Schlechter Witz bei Seite: Die meisten Leute, die ich kenne, denken bei "Urlaub im Süden" an die Kombination Mittelmeer + Klimaanlage + keine körperliche Anstrengung. Nicht an Subsahara + keinen Schatten + Ackern.



> Wer sagt denn, dass der Zustand auf den wir zusteuern nicht sogar ein neues Ideal sein könnte?

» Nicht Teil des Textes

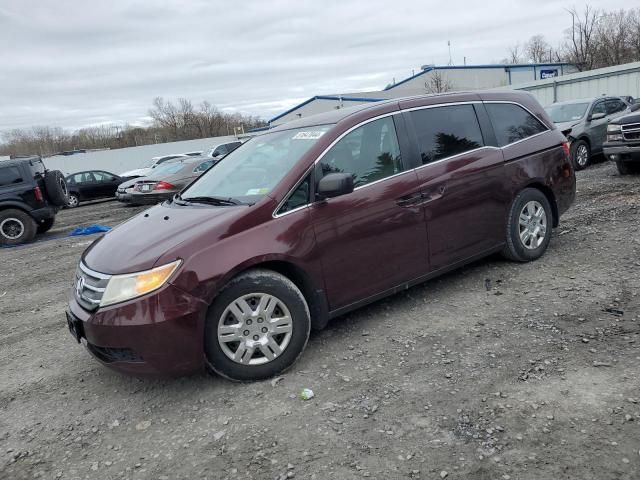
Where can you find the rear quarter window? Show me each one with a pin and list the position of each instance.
(10, 176)
(512, 123)
(446, 131)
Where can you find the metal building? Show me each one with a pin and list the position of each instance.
(623, 80)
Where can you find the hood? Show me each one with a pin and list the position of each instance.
(562, 126)
(138, 172)
(137, 244)
(631, 118)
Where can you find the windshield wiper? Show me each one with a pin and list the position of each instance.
(213, 200)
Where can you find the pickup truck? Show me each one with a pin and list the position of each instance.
(623, 143)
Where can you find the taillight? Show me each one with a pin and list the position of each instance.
(163, 186)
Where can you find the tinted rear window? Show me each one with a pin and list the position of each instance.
(446, 131)
(10, 176)
(512, 122)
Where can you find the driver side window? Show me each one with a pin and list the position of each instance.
(599, 108)
(370, 153)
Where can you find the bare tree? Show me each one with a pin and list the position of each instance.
(582, 46)
(537, 49)
(437, 83)
(515, 54)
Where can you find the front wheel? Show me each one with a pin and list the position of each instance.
(528, 227)
(580, 154)
(257, 327)
(16, 227)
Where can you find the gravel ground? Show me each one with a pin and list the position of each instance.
(496, 371)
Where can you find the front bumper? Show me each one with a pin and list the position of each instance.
(621, 151)
(159, 334)
(123, 197)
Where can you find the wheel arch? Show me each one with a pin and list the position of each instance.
(315, 296)
(550, 197)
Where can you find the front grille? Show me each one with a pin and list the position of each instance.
(89, 287)
(631, 131)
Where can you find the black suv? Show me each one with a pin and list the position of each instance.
(623, 143)
(30, 197)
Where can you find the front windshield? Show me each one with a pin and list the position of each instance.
(252, 170)
(567, 112)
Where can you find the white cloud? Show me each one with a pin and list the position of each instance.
(75, 63)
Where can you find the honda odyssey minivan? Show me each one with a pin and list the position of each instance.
(315, 218)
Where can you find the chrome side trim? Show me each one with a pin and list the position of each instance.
(486, 147)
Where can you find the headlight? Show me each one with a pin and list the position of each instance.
(132, 285)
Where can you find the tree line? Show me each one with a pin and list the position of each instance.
(595, 39)
(170, 122)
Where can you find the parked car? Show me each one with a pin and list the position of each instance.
(166, 182)
(30, 197)
(125, 189)
(623, 143)
(315, 218)
(222, 149)
(584, 123)
(151, 164)
(91, 185)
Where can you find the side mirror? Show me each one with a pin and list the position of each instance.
(334, 185)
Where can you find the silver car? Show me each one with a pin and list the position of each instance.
(584, 123)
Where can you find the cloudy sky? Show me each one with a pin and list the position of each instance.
(74, 63)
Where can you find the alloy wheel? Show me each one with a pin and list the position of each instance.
(255, 329)
(532, 225)
(12, 228)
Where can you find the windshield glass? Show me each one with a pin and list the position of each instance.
(251, 171)
(567, 112)
(165, 170)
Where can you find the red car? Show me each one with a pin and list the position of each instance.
(313, 219)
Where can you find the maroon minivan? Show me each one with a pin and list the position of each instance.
(315, 218)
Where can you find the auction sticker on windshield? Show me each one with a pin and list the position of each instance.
(312, 135)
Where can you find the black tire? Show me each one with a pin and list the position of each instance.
(577, 149)
(259, 282)
(56, 187)
(46, 225)
(73, 200)
(16, 227)
(515, 249)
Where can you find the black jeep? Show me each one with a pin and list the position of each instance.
(30, 197)
(623, 143)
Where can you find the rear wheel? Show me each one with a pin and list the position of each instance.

Vergleiche einfach mal die Fläche von X Breitengraden entlang des Äquators, die zu unbewohnbaren Wüsten werden, mit der Fläche von X Breitengeraden in Polnähe, die nutzbar werden. Schon das geometrische Wissen eines 3 jährigen reicht aus um Festzustellen, dass eine polwärtige Verlagerung auf einer Kugel mit deutlichen Verlusten einhergeht.

Davon abgesehen beschäftigen sich der Rest der Menschheit neben dir nicht mit "neuem Klima", sondern mit "Klimawandel". Möglich, dass in einigen tausend Jahren ein Zustand erreicht ist, den man dann nettfinden kann und in dem ein-zwei weitere Jahrtausende später etwas schönes aufgebaut wurde. Aber bis dahin liegt ein Übergangszeitraum, der länger ist als die wortwörtliche Geschichte der Menschheit und der global betrachtet alles andere als angenehm wird.



> Ich für meinen persönlichen Teil finde viel wichtiger sich darauf gefasst zu machen dass sich das Klima wandelt, als den Blick krampfhaft nur auf die Zeit davor zu richten.



???
Ich dachte, du wärst mit der Debatte vertraut? "Vor dem Klimawandel" war vor 200 Jahren. Niemand versucht, "das Klima aufzuhalten". Es geht darum, denn Klimawandel so weit zu verlangsamen, dass sich Umwelt und Menschheit daran anpassen können. Selbst die "+2 °C", die man sich mal als Ziel gesetzt und dann vergessen hat, entsprechen in etwa dem Wandel, den wir die letzten 15.000 Jahre hatten - komprimiert auf 150 Jahre.




Cleriker schrieb:


> Die Erde unterliegt laut bisherigen Erkenntnissen gewissen Zyklen und diese müssen wir verstehen und meistern lernen. Nur dann haben wir eine dauerhafte Chance (denke ich).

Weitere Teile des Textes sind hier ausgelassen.